Just the name of the thing to get the docstring for, and the module it belongs to, both of which we should know already when loading the main .pyc. It could be a special marker or a normal-ish function, it doesn’t really matter, because we get to process it internally before a user would ever see it - they’d just do obj.__doc__ (or help(obj)) as usual.

Modules are reachable through sys.modules. Once my_code_file-overlay.pyc is loaded, where does the stuff inside it live? Is it a module?

Or, are you saying, lazy-loading any single thing inside my_code_file-overlay.pyc lazy-loads all the things, and it’s one-and-done?

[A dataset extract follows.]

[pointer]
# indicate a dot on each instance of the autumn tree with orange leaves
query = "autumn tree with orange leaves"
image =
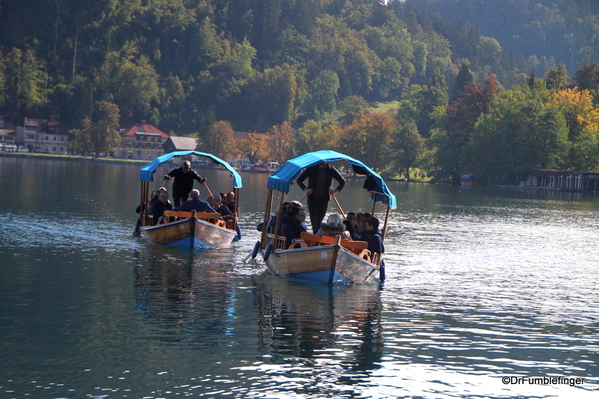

So if you loaded the docstring for a method on a class, the name passed in to the function would contain a dot? It addresses “object I’m going to glue a __doc__ to” relative to the module namespace, using the names as they were defined at the time the compiler compiled it?

How would this scheme lazy-load the docstring and annotations to a function defined inside another function (probably with a closure) that is returned and gets stored somewhere?

Okay, maybe we store an integer in the main .pyc and have a lookup for it in the other one. It’s our compiler, we can make it do whatever we need.

The point was to throw in a slightly different idea to defer loading so much data while making the most use of existing infrastructure, including arbitrary code execution on load, and hopefully in a way that works with existing and future innovations based on that infrastructure. I wasn’t trying to spec out every possible edge case.

I don’t think this really matters. I’d be far more interested in contemplating a merged .pyc format (SQLite DB?) so that we can load a whole set of cached data in one go rather than individual filesystem requests.

Surely if files are the best way to store the data then a single zipfile containing all necessary fixtures would indeed allow you to load a whole set of cached data in one go. Not only that, the recent enhancements to importlib.resources make it easy to distribute the zip file alongside your code. Is a modification to .pyc files really needed?

1 Like

Adding more files makes an existing problem worse. We’re talking about data that is directly tied to the exact specific contents of todays pyc file. Adding another file is another thing that will (from experience: will, not can) get out of sync and cause difficult problems as a result. Keep it in the existing pyc file as extra sections.

The idea is not to do anything that’d be slower than loading today’s pyc files at process startup today. Just opening up opportunities by adding additional information. We don’t need to read and process the whole file. Some of it may be useful outside of the process (tooling doing code flow analysis for example). Some of it could be useful in process on an as rarely needed on-demand basis (docstrings for example?). None of that would be touched at import time pyc loading. Nothing gets slower. Nothing possibly gets out of sync worse than today. New opportunities are provided.